[dns-operations] DNS ANY requests from Amazon?

Vernon Schryver vjs at rhyolite.com
Tue Dec 18 16:22:33 UTC 2012


> From: Paul Vixie <paul at redbarn.org>

> On 12/18/2012 9:12 AM, Dobbins, Roland wrote:

> > The 'application-aware firewall' will collapse from state-table
> > exhaustion, however, so this likely isn't a very good idea.
>
> i don't think that follows. RRL is designed in a way that keeps state
> manageably finite.

State tables for some application-aware filtering can be smaller than
for filtering ICMP Echo-requests, TCP SYNs, or other trivial "applications".
If your application falls over at X requests/second, then it might not
matter that your firewall state table is exhaustd at 2X requests/second.
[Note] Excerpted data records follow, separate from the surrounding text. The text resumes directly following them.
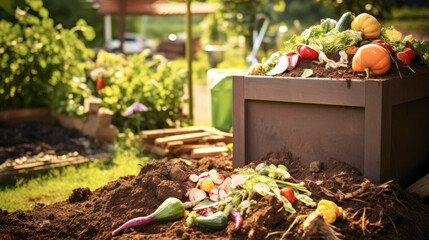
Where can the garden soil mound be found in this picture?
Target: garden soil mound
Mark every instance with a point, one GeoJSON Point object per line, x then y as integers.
{"type": "Point", "coordinates": [29, 139]}
{"type": "Point", "coordinates": [375, 211]}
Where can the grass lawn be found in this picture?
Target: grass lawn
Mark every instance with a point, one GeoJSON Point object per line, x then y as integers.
{"type": "Point", "coordinates": [58, 184]}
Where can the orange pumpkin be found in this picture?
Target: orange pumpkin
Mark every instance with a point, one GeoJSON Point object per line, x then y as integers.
{"type": "Point", "coordinates": [371, 58]}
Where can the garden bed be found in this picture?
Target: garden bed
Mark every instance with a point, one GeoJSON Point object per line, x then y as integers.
{"type": "Point", "coordinates": [378, 211]}
{"type": "Point", "coordinates": [28, 147]}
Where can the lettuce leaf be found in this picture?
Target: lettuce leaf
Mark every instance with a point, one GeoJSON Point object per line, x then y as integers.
{"type": "Point", "coordinates": [252, 180]}
{"type": "Point", "coordinates": [325, 37]}
{"type": "Point", "coordinates": [335, 41]}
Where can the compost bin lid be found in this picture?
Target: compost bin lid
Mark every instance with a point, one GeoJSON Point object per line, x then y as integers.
{"type": "Point", "coordinates": [216, 75]}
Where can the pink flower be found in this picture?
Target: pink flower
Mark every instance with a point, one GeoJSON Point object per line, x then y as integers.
{"type": "Point", "coordinates": [135, 107]}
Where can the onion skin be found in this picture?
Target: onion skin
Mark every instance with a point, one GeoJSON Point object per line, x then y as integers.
{"type": "Point", "coordinates": [135, 222]}
{"type": "Point", "coordinates": [236, 216]}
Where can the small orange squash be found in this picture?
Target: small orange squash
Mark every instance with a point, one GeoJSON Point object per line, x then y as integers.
{"type": "Point", "coordinates": [368, 25]}
{"type": "Point", "coordinates": [372, 58]}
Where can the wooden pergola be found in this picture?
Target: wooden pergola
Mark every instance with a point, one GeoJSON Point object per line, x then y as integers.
{"type": "Point", "coordinates": [154, 7]}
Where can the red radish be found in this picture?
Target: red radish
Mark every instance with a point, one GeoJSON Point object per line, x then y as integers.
{"type": "Point", "coordinates": [245, 204]}
{"type": "Point", "coordinates": [226, 185]}
{"type": "Point", "coordinates": [207, 206]}
{"type": "Point", "coordinates": [193, 178]}
{"type": "Point", "coordinates": [215, 177]}
{"type": "Point", "coordinates": [196, 194]}
{"type": "Point", "coordinates": [294, 61]}
{"type": "Point", "coordinates": [171, 209]}
{"type": "Point", "coordinates": [237, 180]}
{"type": "Point", "coordinates": [222, 194]}
{"type": "Point", "coordinates": [214, 196]}
{"type": "Point", "coordinates": [261, 187]}
{"type": "Point", "coordinates": [236, 217]}
{"type": "Point", "coordinates": [203, 175]}
{"type": "Point", "coordinates": [281, 66]}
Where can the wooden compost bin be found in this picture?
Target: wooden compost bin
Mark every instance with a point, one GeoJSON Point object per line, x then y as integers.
{"type": "Point", "coordinates": [379, 126]}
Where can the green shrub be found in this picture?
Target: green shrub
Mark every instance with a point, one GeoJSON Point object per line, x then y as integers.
{"type": "Point", "coordinates": [152, 82]}
{"type": "Point", "coordinates": [39, 61]}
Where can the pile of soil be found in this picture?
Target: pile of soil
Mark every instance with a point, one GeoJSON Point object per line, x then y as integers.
{"type": "Point", "coordinates": [320, 71]}
{"type": "Point", "coordinates": [375, 211]}
{"type": "Point", "coordinates": [30, 139]}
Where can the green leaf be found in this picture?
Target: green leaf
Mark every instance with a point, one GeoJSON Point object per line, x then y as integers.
{"type": "Point", "coordinates": [307, 73]}
{"type": "Point", "coordinates": [43, 12]}
{"type": "Point", "coordinates": [35, 5]}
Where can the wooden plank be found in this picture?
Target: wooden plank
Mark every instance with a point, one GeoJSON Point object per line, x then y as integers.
{"type": "Point", "coordinates": [214, 139]}
{"type": "Point", "coordinates": [313, 91]}
{"type": "Point", "coordinates": [208, 152]}
{"type": "Point", "coordinates": [190, 137]}
{"type": "Point", "coordinates": [174, 144]}
{"type": "Point", "coordinates": [151, 134]}
{"type": "Point", "coordinates": [156, 150]}
{"type": "Point", "coordinates": [421, 187]}
{"type": "Point", "coordinates": [188, 148]}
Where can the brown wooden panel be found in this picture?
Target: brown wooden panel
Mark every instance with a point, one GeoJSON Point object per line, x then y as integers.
{"type": "Point", "coordinates": [406, 90]}
{"type": "Point", "coordinates": [238, 121]}
{"type": "Point", "coordinates": [373, 130]}
{"type": "Point", "coordinates": [301, 90]}
{"type": "Point", "coordinates": [410, 142]}
{"type": "Point", "coordinates": [310, 132]}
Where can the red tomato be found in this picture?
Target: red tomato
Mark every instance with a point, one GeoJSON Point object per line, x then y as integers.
{"type": "Point", "coordinates": [353, 52]}
{"type": "Point", "coordinates": [288, 194]}
{"type": "Point", "coordinates": [100, 83]}
{"type": "Point", "coordinates": [403, 57]}
{"type": "Point", "coordinates": [409, 52]}
{"type": "Point", "coordinates": [383, 44]}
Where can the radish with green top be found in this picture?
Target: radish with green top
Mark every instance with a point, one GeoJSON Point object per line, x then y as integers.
{"type": "Point", "coordinates": [170, 210]}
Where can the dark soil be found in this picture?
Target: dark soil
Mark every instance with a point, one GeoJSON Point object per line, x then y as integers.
{"type": "Point", "coordinates": [379, 211]}
{"type": "Point", "coordinates": [29, 139]}
{"type": "Point", "coordinates": [320, 71]}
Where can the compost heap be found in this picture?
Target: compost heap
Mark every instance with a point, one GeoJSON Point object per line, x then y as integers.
{"type": "Point", "coordinates": [354, 47]}
{"type": "Point", "coordinates": [374, 210]}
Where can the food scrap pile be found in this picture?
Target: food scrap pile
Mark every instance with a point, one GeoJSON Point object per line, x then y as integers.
{"type": "Point", "coordinates": [275, 197]}
{"type": "Point", "coordinates": [374, 50]}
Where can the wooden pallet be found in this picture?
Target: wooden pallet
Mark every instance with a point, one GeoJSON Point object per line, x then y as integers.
{"type": "Point", "coordinates": [190, 142]}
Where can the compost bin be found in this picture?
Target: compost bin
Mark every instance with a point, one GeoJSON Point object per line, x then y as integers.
{"type": "Point", "coordinates": [378, 125]}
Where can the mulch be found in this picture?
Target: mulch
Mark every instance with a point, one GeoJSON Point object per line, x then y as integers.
{"type": "Point", "coordinates": [375, 210]}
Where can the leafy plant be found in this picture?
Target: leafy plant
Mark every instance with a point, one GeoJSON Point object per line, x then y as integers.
{"type": "Point", "coordinates": [151, 82]}
{"type": "Point", "coordinates": [39, 61]}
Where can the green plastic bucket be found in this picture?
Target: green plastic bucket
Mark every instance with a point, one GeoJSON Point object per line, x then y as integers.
{"type": "Point", "coordinates": [220, 84]}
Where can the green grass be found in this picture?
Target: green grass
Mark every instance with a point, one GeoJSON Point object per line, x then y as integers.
{"type": "Point", "coordinates": [58, 184]}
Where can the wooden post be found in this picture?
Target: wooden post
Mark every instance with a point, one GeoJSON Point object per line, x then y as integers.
{"type": "Point", "coordinates": [189, 57]}
{"type": "Point", "coordinates": [121, 24]}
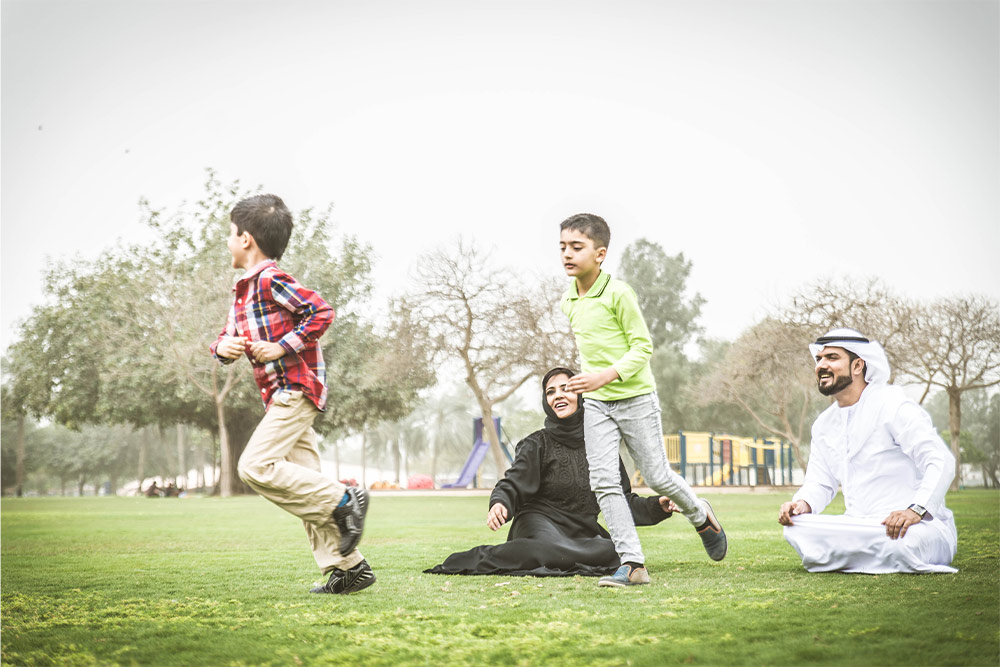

The BIND RRL state table design limit is supposed to be above the
limit for the DNS server itself, but that's an untested regime.
I think the recent NSD RRL code answered that issue by using a
large, fixed size hash table and tolerating false positives.



>                    in speaking to the cloudshield folks and learning
> more about "packetC" i think RRL can be done as part of a really smart
> front end firewall.

How would it filter requests for <random>.example.com without resolving
<random>.example.com to know if the response would be an NXDOMAIN
or wildcard answer the same as too many others?
You could assume that example.com has at most N subdomains, and that
all <random>.example.com after the first (or recent) N would get
NXDOMAIN, wildcard, or referral answers from the server behind the
filter, but that sounds likely to have false positives.